Federated Latent Factor Learning for Recovering Wireless Sensor Networks Signal with Privacy-Preserving
- URL: http://arxiv.org/abs/2504.15525v1
- Date: Tue, 22 Apr 2025 02:01:19 GMT
- Title: Federated Latent Factor Learning for Recovering Wireless Sensor Networks Signal with Privacy-Preserving
- Authors: Chengjun Yu, Yixin Ran, Yangyi Xia, Jia Wu, Xiaojing Liu,
- Abstract summary: Wireless Sensor Networks (WSNs) are a cutting-edge domain in the field of intelligent sensing.<n>Due to sensor failures and energy-saving strategies, the collected data often have massive missing data, hindering subsequent analysis and decision-making.<n>This paper innovatively proposes a federated latent factor learning (FLFL) based spatial signal recovery (SSR) model, named FLFL-SSR.<n>Its main idea is two-fold: 1) it designs a sensor-level federated learning framework, where each sensor uploads only updates instead of raw data to optimize the global model, and 2) it proposes a local spatial sharing strategy, allowing
- Score: 8.06377330950344
- License: http://arxiv.org/licenses/nonexclusive-distrib/1.0/
- Abstract: Wireless Sensor Networks (WSNs) are a cutting-edge domain in the field of intelligent sensing.
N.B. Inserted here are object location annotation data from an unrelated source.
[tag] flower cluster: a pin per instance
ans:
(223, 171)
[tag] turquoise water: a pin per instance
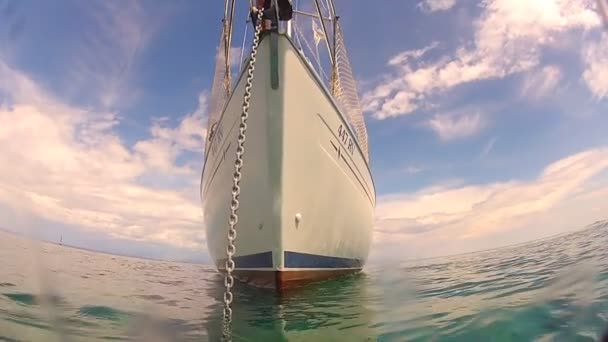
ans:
(551, 290)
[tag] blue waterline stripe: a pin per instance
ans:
(293, 260)
(303, 260)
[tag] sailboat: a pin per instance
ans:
(306, 195)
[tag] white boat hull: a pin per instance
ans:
(301, 160)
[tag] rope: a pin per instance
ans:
(236, 189)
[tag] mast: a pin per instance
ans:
(229, 9)
(329, 49)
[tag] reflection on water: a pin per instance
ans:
(330, 310)
(552, 290)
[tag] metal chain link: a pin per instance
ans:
(236, 189)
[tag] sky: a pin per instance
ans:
(487, 121)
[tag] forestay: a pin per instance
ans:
(315, 29)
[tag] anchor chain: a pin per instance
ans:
(236, 189)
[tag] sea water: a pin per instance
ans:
(549, 290)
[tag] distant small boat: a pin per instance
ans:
(307, 195)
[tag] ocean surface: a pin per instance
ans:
(549, 290)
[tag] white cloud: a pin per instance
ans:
(436, 5)
(454, 126)
(68, 165)
(595, 75)
(461, 215)
(508, 39)
(107, 51)
(541, 83)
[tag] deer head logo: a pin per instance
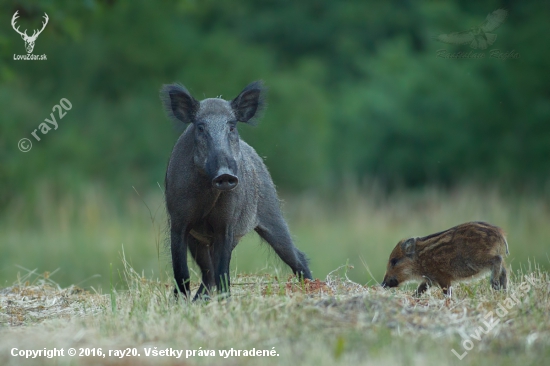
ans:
(29, 40)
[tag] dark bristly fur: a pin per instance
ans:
(459, 253)
(218, 188)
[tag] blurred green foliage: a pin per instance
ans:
(356, 90)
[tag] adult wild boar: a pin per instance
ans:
(218, 189)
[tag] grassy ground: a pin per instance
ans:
(331, 322)
(344, 318)
(81, 235)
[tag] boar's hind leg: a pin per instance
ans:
(178, 247)
(273, 229)
(201, 254)
(498, 273)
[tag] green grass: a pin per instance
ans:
(346, 319)
(336, 322)
(82, 235)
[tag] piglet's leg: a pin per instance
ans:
(421, 289)
(446, 287)
(496, 273)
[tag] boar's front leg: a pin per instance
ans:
(221, 257)
(201, 253)
(178, 246)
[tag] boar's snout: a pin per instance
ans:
(225, 181)
(390, 282)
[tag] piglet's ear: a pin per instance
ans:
(178, 103)
(249, 104)
(409, 247)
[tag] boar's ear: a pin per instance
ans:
(409, 247)
(248, 105)
(179, 104)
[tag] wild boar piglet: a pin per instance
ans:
(459, 253)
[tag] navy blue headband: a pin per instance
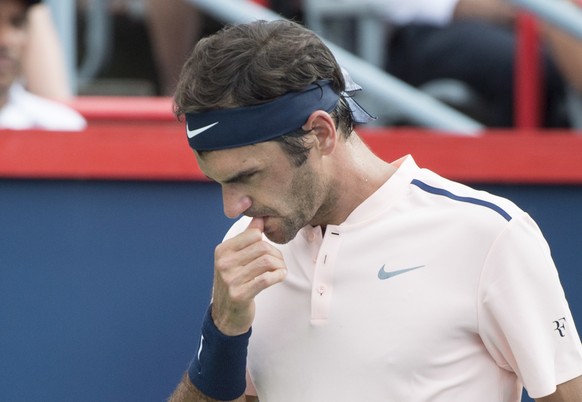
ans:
(236, 127)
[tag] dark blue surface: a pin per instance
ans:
(103, 284)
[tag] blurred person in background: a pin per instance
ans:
(474, 41)
(45, 57)
(19, 108)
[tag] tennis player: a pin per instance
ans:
(348, 278)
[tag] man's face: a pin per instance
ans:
(13, 36)
(261, 181)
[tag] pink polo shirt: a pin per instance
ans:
(429, 291)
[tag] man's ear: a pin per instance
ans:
(322, 127)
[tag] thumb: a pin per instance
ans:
(257, 223)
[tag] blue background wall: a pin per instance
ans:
(103, 283)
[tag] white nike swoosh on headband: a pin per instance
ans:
(194, 133)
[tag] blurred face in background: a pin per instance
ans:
(13, 37)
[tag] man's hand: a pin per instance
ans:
(243, 267)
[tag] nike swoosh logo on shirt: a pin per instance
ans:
(387, 275)
(194, 133)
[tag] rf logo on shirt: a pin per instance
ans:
(561, 326)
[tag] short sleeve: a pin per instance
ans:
(524, 318)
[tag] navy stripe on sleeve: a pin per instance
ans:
(471, 200)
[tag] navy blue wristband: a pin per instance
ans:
(219, 368)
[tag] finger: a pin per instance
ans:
(260, 265)
(264, 281)
(257, 223)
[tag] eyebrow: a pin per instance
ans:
(239, 177)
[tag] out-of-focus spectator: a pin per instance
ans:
(566, 51)
(472, 41)
(20, 109)
(45, 57)
(174, 27)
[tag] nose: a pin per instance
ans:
(235, 202)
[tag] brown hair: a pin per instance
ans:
(249, 64)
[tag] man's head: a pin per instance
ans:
(256, 63)
(13, 39)
(266, 99)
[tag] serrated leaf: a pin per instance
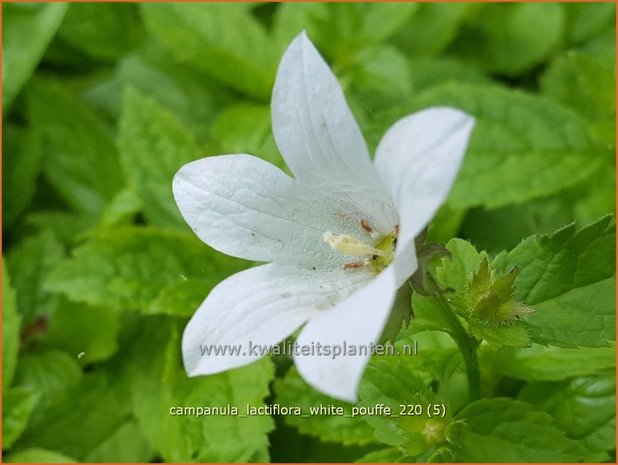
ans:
(29, 264)
(224, 41)
(27, 31)
(158, 384)
(153, 147)
(583, 83)
(522, 146)
(585, 408)
(509, 431)
(245, 128)
(18, 404)
(569, 278)
(135, 268)
(540, 363)
(81, 161)
(292, 391)
(11, 322)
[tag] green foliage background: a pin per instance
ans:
(102, 103)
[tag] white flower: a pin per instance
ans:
(339, 236)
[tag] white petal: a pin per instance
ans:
(248, 208)
(357, 321)
(318, 135)
(419, 158)
(259, 307)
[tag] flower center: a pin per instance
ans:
(378, 256)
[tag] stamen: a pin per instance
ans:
(349, 245)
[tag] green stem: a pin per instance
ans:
(466, 343)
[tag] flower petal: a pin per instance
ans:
(356, 322)
(248, 208)
(318, 135)
(259, 307)
(419, 158)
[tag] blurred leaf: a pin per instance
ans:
(192, 97)
(27, 31)
(510, 431)
(80, 161)
(540, 363)
(341, 30)
(511, 39)
(134, 268)
(292, 391)
(21, 164)
(36, 455)
(11, 321)
(245, 128)
(569, 278)
(17, 404)
(84, 416)
(158, 384)
(222, 40)
(582, 83)
(429, 72)
(585, 408)
(381, 77)
(522, 146)
(29, 264)
(79, 328)
(153, 147)
(586, 20)
(387, 455)
(103, 31)
(432, 28)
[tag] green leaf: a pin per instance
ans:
(159, 384)
(522, 146)
(153, 146)
(18, 404)
(29, 264)
(27, 31)
(103, 31)
(36, 455)
(569, 278)
(511, 39)
(188, 93)
(50, 374)
(139, 268)
(81, 161)
(84, 416)
(87, 332)
(245, 128)
(432, 28)
(509, 431)
(586, 21)
(583, 83)
(292, 391)
(585, 408)
(540, 363)
(21, 164)
(125, 444)
(11, 322)
(341, 30)
(223, 41)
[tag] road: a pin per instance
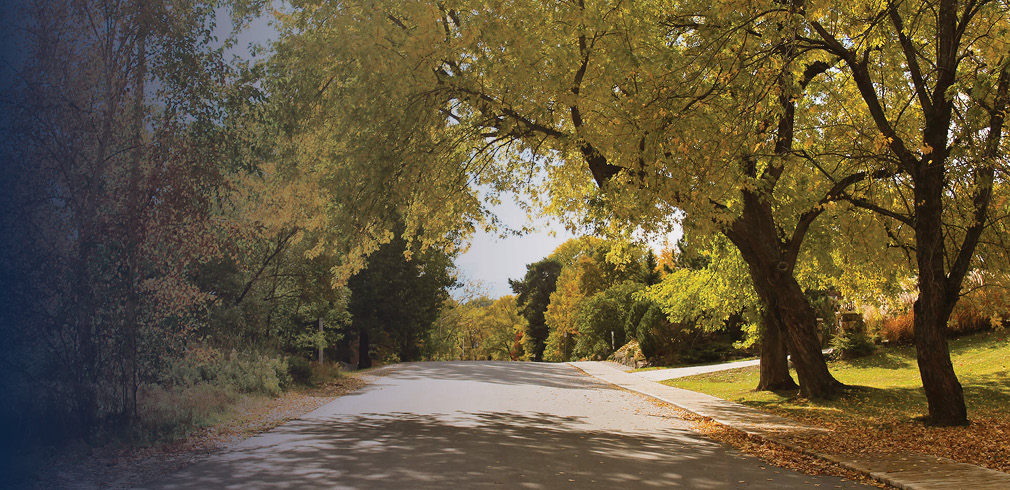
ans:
(462, 425)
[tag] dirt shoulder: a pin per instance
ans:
(122, 468)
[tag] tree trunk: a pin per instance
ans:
(944, 395)
(774, 355)
(756, 236)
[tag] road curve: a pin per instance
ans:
(462, 425)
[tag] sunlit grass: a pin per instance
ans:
(885, 387)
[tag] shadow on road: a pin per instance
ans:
(489, 450)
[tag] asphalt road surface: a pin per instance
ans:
(462, 425)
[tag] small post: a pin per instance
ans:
(320, 347)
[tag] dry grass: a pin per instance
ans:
(879, 414)
(122, 467)
(769, 452)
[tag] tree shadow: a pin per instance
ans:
(486, 450)
(890, 361)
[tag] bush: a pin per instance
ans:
(243, 373)
(851, 345)
(300, 370)
(898, 329)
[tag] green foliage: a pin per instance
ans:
(242, 373)
(397, 299)
(601, 320)
(300, 370)
(532, 296)
(481, 329)
(851, 345)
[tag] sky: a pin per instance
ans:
(492, 261)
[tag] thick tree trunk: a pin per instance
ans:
(937, 295)
(756, 236)
(944, 395)
(774, 355)
(364, 361)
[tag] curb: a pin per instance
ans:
(990, 479)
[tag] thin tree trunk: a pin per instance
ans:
(364, 361)
(755, 235)
(774, 355)
(944, 395)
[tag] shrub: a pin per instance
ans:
(851, 345)
(898, 329)
(300, 370)
(242, 373)
(167, 413)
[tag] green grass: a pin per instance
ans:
(886, 385)
(654, 368)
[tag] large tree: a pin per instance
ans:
(532, 296)
(592, 95)
(396, 299)
(932, 79)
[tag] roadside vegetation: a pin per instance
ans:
(184, 225)
(881, 410)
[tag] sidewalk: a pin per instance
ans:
(907, 471)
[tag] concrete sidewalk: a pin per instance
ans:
(671, 373)
(907, 471)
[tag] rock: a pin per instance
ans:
(630, 355)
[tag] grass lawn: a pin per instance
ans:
(879, 413)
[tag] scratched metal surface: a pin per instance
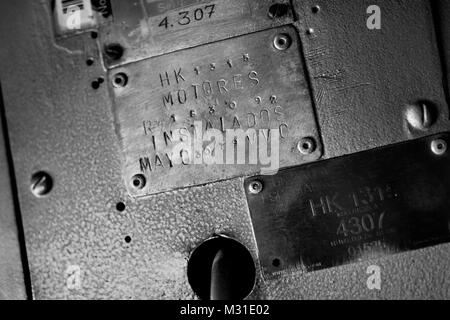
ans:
(59, 123)
(270, 87)
(148, 28)
(12, 284)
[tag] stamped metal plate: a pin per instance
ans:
(240, 83)
(147, 28)
(353, 208)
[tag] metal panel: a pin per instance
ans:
(67, 128)
(244, 83)
(12, 279)
(353, 208)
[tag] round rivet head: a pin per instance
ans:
(306, 146)
(278, 10)
(439, 147)
(255, 187)
(282, 42)
(41, 184)
(138, 181)
(114, 51)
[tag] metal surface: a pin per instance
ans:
(364, 80)
(353, 208)
(152, 28)
(67, 129)
(12, 279)
(240, 83)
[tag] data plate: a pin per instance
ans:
(147, 28)
(241, 83)
(353, 208)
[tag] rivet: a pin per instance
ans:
(255, 187)
(439, 147)
(41, 184)
(306, 146)
(282, 42)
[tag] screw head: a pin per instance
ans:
(120, 80)
(439, 147)
(306, 146)
(138, 181)
(421, 116)
(41, 184)
(278, 10)
(282, 42)
(255, 187)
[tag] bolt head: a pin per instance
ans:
(138, 181)
(439, 147)
(255, 187)
(120, 80)
(282, 42)
(306, 146)
(278, 10)
(421, 116)
(41, 184)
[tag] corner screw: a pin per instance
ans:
(439, 147)
(138, 181)
(421, 116)
(282, 42)
(41, 184)
(306, 146)
(255, 187)
(114, 51)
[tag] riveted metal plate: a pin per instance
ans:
(147, 28)
(240, 83)
(353, 208)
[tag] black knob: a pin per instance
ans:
(221, 268)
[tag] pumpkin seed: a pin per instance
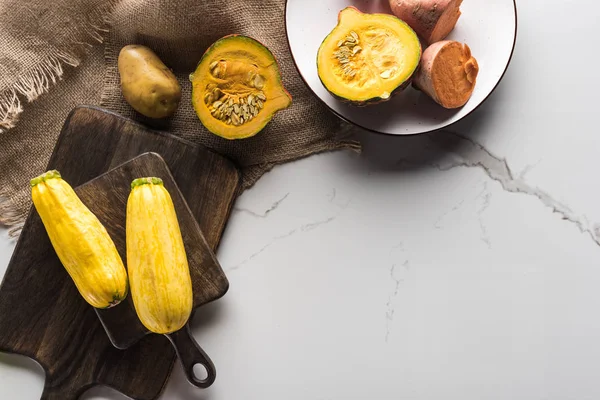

Due to sensor failures and energy-saving strategies, the collected data often have massive missing data, hindering subsequent analysis and decision-making. Although Latent Factor Learning (LFL) has been proven effective in recovering missing data, it fails to sufficiently consider data privacy protection. To address this issue, this paper innovatively proposes a federated latent factor learning (FLFL) based spatial signal recovery (SSR) model, named FLFL-SSR. Its main idea is two-fold: 1) it designs a sensor-level federated learning framework, where each sensor uploads only gradient updates instead of raw data to optimize the global model, and 2) it proposes a local spatial sharing strategy, allowing sensors within the same spatial region to share their latent feature vectors, capturing spatial correlations and enhancing recovery accuracy. Experimental results on two real-world WSNs datasets demonstrate that the proposed model outperforms existing federated methods in terms of recovery performance.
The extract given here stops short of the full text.